The unusually demanding nature of medical education leaves medical students at great risk of being hit with mental health issues. Mayo Clinic reported, medical students are more vulnerable to alcohol abuse than their peers who are not attending medical school. This becomes a particularly acute problem for medical students who are young, single and carrying a large debt for their education. The findings from this study on medical student burnout have been published in the journal Academic Medicine.
Liselotte Dyrbye, M.D., Mayo Clinic internist and senior author of the paper, says the findings from this study show that there is good reason to be concerned. It has been recommended by the researchers that institutions pursue a multidimensional solution to address associated issues with burnout, the high cost of medical education and the problem of alcohol abuse.
The researchers surveyed 12,500 medical students and 33 percent of those students responded. About 1,400 of that subgroup who responded had experiences with clinical alcohol abuse or dependence. That translates to approximately one-third of those responding nationally in comparison to only 16 percent of peers who were not in medical school. Based on earlier research by the same team this came out to two times the rate of alcohol abuse or dependence of surgeons, U.S. physicians or the general public.

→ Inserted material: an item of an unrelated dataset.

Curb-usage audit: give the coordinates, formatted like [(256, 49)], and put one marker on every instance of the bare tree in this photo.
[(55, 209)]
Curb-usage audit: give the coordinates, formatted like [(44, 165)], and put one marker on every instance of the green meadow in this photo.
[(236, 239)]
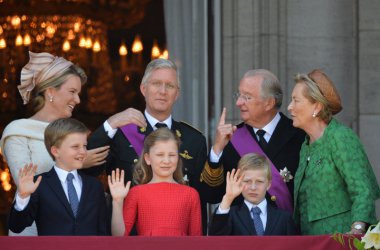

With alcohol abuse or dependence among medical students burnout issues such as emotional exhaustion or feelings of depersonalization are often seen. There are three other factors which have been found to be independently associated with this problem:
- A younger age than most of their peers in medical school
- Not being married
- The amount of educational debt
To make matters even worse the very doctors medical students are told to trust with their problems, the psychiatrists, consistently only make things worse and generally finish off their careers before they ever get started. As the Citizens Commission on Human Rights has highlighted psychiatry is a destructive discipline. While the psychiatrists pose as if they are authorities on the mind and mental health psychiatry itself actually does not have any scientific basis for any of its consistently harmful treatments or methods. Unless psychiatry is actually abolished and replaced with humane natural approaches to mental health care it appears the many medical students who understandably are confronted with mental health issues during the course of their demanding and expensive education are doomed.